これまで私は、自分を救うためだけに言葉を紡いできた。
1食33円の豆腐、耳を塞ぎたくなる街の喧騒、そして聖域としてのホテル。
それらはすべて私の内面で完結する物語だった。
しかし、節目を越えた今、思う。
この孤独な生存記録を、同じ痛みを抱える誰かのための「地図」として編み直すべきではないか、と。
正直、これまでは自分の弱さをさらけ出すだけで精一杯だった。
だが、私がエースホテル京都の静寂を見つけ出すために費やした冷や汗や、失敗の記録。
実は、それこそが、次にその扉を叩く誰かにとっての「具体的な盾」になるのではないか。
そう、情報の解像度を上げなければならない。
「静かだった」という抽象的な感想は、時として残酷なほど無力だ。
少し、思考の海に潜ってみる。
私たちが本当に知りたいのは、豪華なシャンデリアの輝きではない。
枕元のスイッチが直感的に操作できるか、深夜の廊下を歩く足音がどの程度室内に響くのか、といった切実な細部だ。

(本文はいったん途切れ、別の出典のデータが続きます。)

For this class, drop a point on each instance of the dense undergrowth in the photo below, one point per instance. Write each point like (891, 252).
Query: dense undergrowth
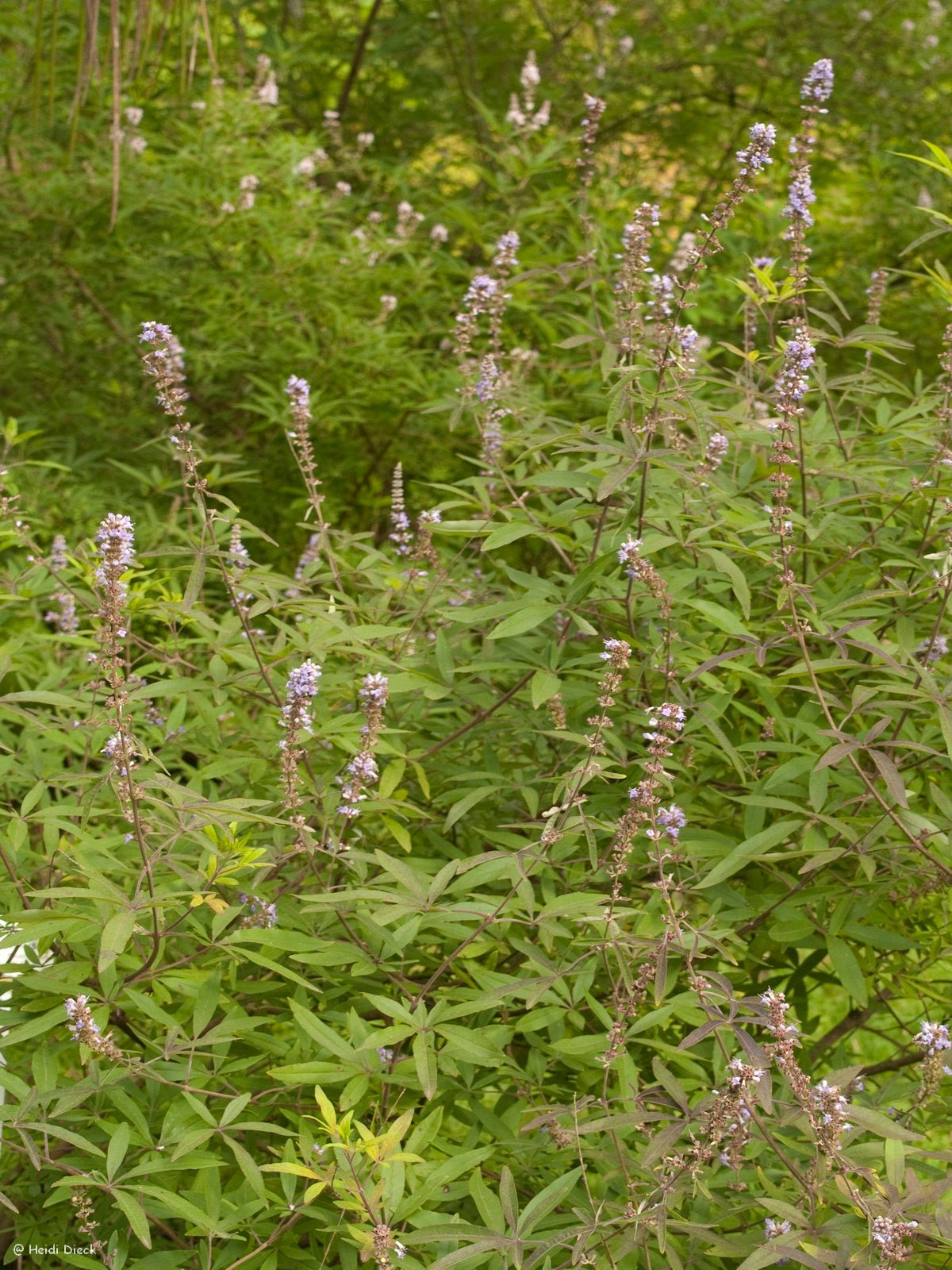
(559, 878)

これからは、私の脳が捉えた刺激を、より緻密なデータとして結晶化させていく。
2ヶ月後のハイアットリージェンシー京都。
そこでの体験を、ただの思い出に留めるつもりはない。
一つひとつの気づきを精錬し、読者が「これなら私も泊まれる」と確信できる設計図を、私は作り上げたいのだ。
一歩ずつ。
私の歩みは、いつしか誰かの道を照らす光になると信じて。
新しい表現の試みが、少しでも皆様の旅の不安を和らげる一助となれば幸いです。